One encouraging trend across all modern protocols is a movement toward minimally invasive prophylaxis. Rather than aggressively scaling all tooth surfaces, current evidence supports an air polish-first approach: remove biofilm and light deposits with air polishing, then use hand or ultrasonic instruments only where calculus is present and plaque removal has not succeeded.

This approach preserves tooth structure, reduces unnecessary instrumentation, and delivers equivalent clinical outcomes. Both GBT and iTOP embrace this principle explicitly; traditional SRP practices are increasingly adopting it as well, reflecting the broader shift toward conservative, evidence-based care.

So Which Protocol Should You Choose?

The answer depends on your practice context, philosophy, and resources:

  • If you value systematization and are willing to invest in equipment: GBT provides a highly structured, technology-enabled pathway with excellent patient experience and minimal clinician variation. The investment in EMS equipment and formal training pays dividends in consistency and efficiency.
  • If you prioritize patient education and behavior change above all: iTOP's "Touch to Teach" methodology and low-cost accessibility make it ideal for practices emphasizing long-term oral health and patient autonomy. The 6-hour training is achievable for any team.
  • If you maintain high clinical standards within traditional SRP: Ensure that your practice includes systematic biofilm disclosing, uses a minimally invasive approach (air polish first), and maintains individual continuing education. The quality of execution matters far more than the protocol name.

A fourth option worth considering: many successful practices blend elements of these approaches. You might implement GBT's 8-step framework while incorporating iTOP's emphasis on patient education, or adopt traditional SRP with mandatory biofilm disclosing and minimally invasive sequencing. The protocol that works best is the one your entire team understands, executes consistently, and refines based on patient outcomes.

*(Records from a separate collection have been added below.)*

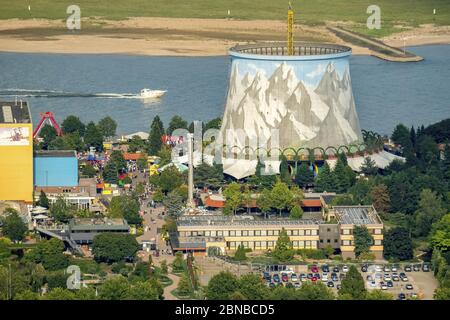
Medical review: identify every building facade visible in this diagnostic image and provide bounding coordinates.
[0,101,33,202]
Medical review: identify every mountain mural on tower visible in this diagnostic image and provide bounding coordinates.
[221,61,363,148]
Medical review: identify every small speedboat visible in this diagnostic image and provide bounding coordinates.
[140,89,166,99]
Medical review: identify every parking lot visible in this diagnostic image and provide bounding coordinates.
[263,264,437,300]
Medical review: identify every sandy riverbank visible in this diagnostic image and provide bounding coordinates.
[0,18,450,56]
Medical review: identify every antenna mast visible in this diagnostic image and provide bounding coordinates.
[288,1,294,56]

The Bigger Picture: Guidelines and Risk Stratification

Current evidence-based guidelines from the EFP and BSP share a common framework: risk-stratified care. Rather than applying a one-size-fits-all protocol, patients are assessed for periodontal risk, and recall intervals and treatment intensity are tailored accordingly. A patient with excellent oral hygiene and no periodontal disease requires a different prophylaxis approach than a patient with active periodontitis or a history of disease.

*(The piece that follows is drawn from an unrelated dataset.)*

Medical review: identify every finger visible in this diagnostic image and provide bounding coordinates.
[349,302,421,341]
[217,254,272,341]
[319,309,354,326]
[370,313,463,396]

None of the three protocols examined here is inherently incompatible with risk stratification. The best practices will adopt the framework from their chosen protocol while adjusting intensity and recall based on individual patient risk.

Conclusion: Protocol Over Brand

The evidence is unambiguous: having a systematic prophylaxis protocol matters far more than the specific brand of equipment you select. Whether you choose GBT, iTOP, traditional SRP executed with best practices, or a thoughtful hybrid, the commitment to standardization, biofilm disclosing, patient education, and minimally invasive technique will drive superior and more predictable outcomes.

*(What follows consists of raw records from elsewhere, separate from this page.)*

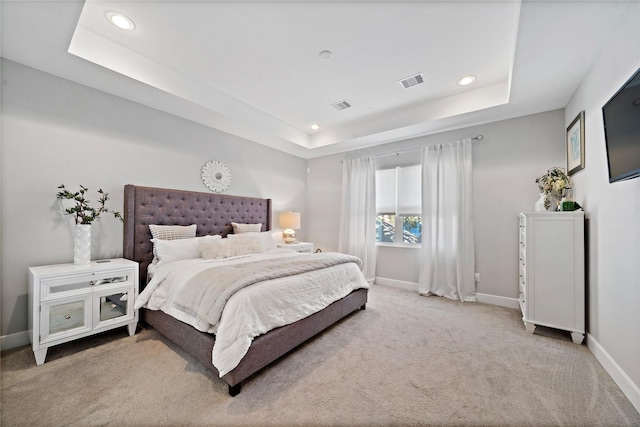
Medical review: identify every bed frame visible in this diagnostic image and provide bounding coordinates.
[123,185,367,396]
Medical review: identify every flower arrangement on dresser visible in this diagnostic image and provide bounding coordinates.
[536,167,573,211]
[56,184,124,264]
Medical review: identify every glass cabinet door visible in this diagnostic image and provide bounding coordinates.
[40,295,91,342]
[93,286,134,328]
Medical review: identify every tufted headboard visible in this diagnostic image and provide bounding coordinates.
[123,184,271,290]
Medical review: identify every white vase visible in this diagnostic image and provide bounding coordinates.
[535,193,546,212]
[73,224,91,264]
[547,196,560,212]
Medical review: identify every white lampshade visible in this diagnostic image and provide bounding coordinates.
[280,211,300,230]
[279,211,300,243]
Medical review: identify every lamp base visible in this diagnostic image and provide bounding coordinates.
[282,228,296,243]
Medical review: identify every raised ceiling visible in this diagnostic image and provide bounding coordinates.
[2,0,629,158]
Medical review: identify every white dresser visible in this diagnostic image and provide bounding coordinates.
[518,211,585,344]
[29,258,138,365]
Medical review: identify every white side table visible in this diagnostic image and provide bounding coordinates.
[29,258,138,365]
[276,242,313,254]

GBT should not be presented as a gold standard—it is one legitimate option among several, with clear advantages in systematization and patient comfort but equivalent clinical outcomes to well-executed traditional SRP. iTOP's patient-centered philosophy offers particular value for those prioritizing behavior change and accessibility. Traditional SRP remains viable when executed with rigor and updated best practices, though its lack of standardization introduces unnecessary variation.

The clinicians and practices achieving the best results are those who have clearly defined their prophylaxis protocol, trained their entire team to execute it consistently, and committed to continuous improvement based on patient outcomes—regardless of which protocol they selected. That alignment between philosophy, training, and execution matters infinitely more than which equipment vendor's logo appears on your instruments.

In prophylaxis, as in most of clinical dentistry, excellence comes from systematization, education, and intentionality. Choose your protocol thoughtfully, execute it expertly, and measure the results. The outcomes will speak for themselves.